Sa jeune épouse Teiko fera des recherches aidée par Honda, celui qui a pris l’ancienne place de Kenichi en province, à Kanayawa, au nord du Japon. Le plus drôle ici c’est que ce sont les particuliers qui recherchent car la police est peu motivée, et ils ont l’habitude au Japon que les gens disparaissent de temps en temps sans laisser de traces.

Kenichi a un frère aîné, Sôtarô qui lui aussi se mettra à sa recherche et de toute évidence il sait des choses sur Kenichi que sa jeune épouse n’a pas eu le temps d’apprendre.

Peu à peu et à force de moult déplacements en train (l’obsession de l’écrivain pour les trains !) et des contacts avec des gens qui ont connu Kenichi, Teiko arrivera à trouver une explication à sa disparition si soudaine.

Un polar très ancré sur le social japonais qui nous apprend beaucoup de choses.

J’ai notamment remarqué, par exemple, ce recours, même aujourd’hui, aux mariages arrangés par l’entremise d’un ou d’une professionnel/le, une profession sérieuse et nécessaire au Japon où les gens gardent tellement leur distance que l’on arrive difficilement à les connaitre vraiment; souvent ils ne connaissent pas la spontanéité dans le contact et tout obéit à des règles sociales strictes selon le rang dans lequel on se situe.

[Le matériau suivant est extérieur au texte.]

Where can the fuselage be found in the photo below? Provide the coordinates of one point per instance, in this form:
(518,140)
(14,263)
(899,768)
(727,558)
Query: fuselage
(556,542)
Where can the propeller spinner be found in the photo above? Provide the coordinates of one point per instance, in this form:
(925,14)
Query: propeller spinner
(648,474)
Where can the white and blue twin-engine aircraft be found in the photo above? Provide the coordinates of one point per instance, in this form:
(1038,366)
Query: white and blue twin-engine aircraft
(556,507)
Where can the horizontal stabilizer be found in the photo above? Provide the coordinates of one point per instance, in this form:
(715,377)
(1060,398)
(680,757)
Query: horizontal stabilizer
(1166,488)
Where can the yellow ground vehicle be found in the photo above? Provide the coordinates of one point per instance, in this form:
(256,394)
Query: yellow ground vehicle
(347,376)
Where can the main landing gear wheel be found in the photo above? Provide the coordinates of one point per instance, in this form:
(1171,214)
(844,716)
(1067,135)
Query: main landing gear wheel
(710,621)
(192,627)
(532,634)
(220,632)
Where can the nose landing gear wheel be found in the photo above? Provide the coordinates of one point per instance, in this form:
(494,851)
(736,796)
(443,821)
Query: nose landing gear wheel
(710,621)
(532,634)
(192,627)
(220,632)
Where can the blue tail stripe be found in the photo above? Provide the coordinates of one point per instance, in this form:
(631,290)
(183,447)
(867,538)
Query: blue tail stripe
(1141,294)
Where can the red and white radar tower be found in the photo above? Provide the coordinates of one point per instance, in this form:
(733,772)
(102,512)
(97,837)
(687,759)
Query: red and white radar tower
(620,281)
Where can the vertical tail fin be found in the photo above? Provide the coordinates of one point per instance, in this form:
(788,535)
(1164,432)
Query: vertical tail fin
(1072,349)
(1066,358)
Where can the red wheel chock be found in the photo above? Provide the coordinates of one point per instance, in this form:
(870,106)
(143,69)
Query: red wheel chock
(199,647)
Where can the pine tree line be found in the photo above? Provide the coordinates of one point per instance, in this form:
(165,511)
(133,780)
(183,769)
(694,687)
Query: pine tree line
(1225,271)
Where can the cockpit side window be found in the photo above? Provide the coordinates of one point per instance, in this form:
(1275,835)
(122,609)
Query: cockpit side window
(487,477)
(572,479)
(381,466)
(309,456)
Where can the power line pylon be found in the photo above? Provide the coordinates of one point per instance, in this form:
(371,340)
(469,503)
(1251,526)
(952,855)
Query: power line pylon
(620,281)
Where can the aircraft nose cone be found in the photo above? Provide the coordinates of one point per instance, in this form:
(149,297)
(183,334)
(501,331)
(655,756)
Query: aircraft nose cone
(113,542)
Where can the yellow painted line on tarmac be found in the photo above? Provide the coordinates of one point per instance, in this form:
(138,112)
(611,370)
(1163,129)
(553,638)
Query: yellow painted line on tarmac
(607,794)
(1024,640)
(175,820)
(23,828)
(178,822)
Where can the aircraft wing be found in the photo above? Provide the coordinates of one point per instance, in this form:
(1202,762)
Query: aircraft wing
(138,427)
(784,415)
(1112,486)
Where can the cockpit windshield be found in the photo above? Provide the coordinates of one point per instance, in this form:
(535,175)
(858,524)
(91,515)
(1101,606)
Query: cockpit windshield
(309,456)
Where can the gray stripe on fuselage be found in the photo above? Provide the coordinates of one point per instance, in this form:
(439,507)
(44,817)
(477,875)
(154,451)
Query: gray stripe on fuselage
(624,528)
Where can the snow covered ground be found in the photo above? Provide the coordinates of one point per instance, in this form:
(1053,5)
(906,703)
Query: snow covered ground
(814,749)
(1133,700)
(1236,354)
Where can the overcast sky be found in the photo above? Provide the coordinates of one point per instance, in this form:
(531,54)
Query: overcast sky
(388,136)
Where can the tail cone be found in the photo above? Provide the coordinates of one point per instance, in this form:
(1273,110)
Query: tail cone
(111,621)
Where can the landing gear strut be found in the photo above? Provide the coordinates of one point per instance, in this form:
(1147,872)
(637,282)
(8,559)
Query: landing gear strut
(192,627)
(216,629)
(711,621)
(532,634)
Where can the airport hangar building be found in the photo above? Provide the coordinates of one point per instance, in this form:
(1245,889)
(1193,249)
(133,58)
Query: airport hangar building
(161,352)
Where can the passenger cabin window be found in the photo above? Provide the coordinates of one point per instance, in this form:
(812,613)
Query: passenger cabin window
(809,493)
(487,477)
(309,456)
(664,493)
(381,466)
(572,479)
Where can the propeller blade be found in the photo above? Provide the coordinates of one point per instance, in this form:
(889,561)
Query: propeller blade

J’ai appris aussi la situation des filles pan-pan, qui ont existé après la DGM avec un Japon à genoux, en grande carence. Ce sont des filles de tous les milieux sociaux qui ont « fréquenté » les soldats américains pour avoir à manger ou un peu d’argent; les filles des classes supérieures, éduquées ont pu, par la suite, se marier et fonder des familles, d’autres moins favorisées ont fini dans la prostitution; le thème des filles pan-pan n’est pratiquement jamais abordé au Japon, c’est un sujet tabou.

Autre aspect social frappant est le respect de la subordination due à la supériorité en grade dans le monde du travail ce qui se traduit par une gestuelle très précise vue par nous comme des salamalecs sans fin.

Aussi un autre aspect étonnant est l’obéissance et le respect aux personnes âgées, en commençant par les parents; même si on est en désaccord, ils son écoutés, voire obéis.

Pour revenir au livre, je me suis un peu perdue avec le nom des lieux et la lenteur de l’intrigue, mais globalement la qualité de l’écriture est superbe. Coup de chapeau bas aux traducteurs Dominique et Frank Sylvain qui ont bien donné le ton et l’atmosphère, car l’on croit lire un texte écrit directement en français.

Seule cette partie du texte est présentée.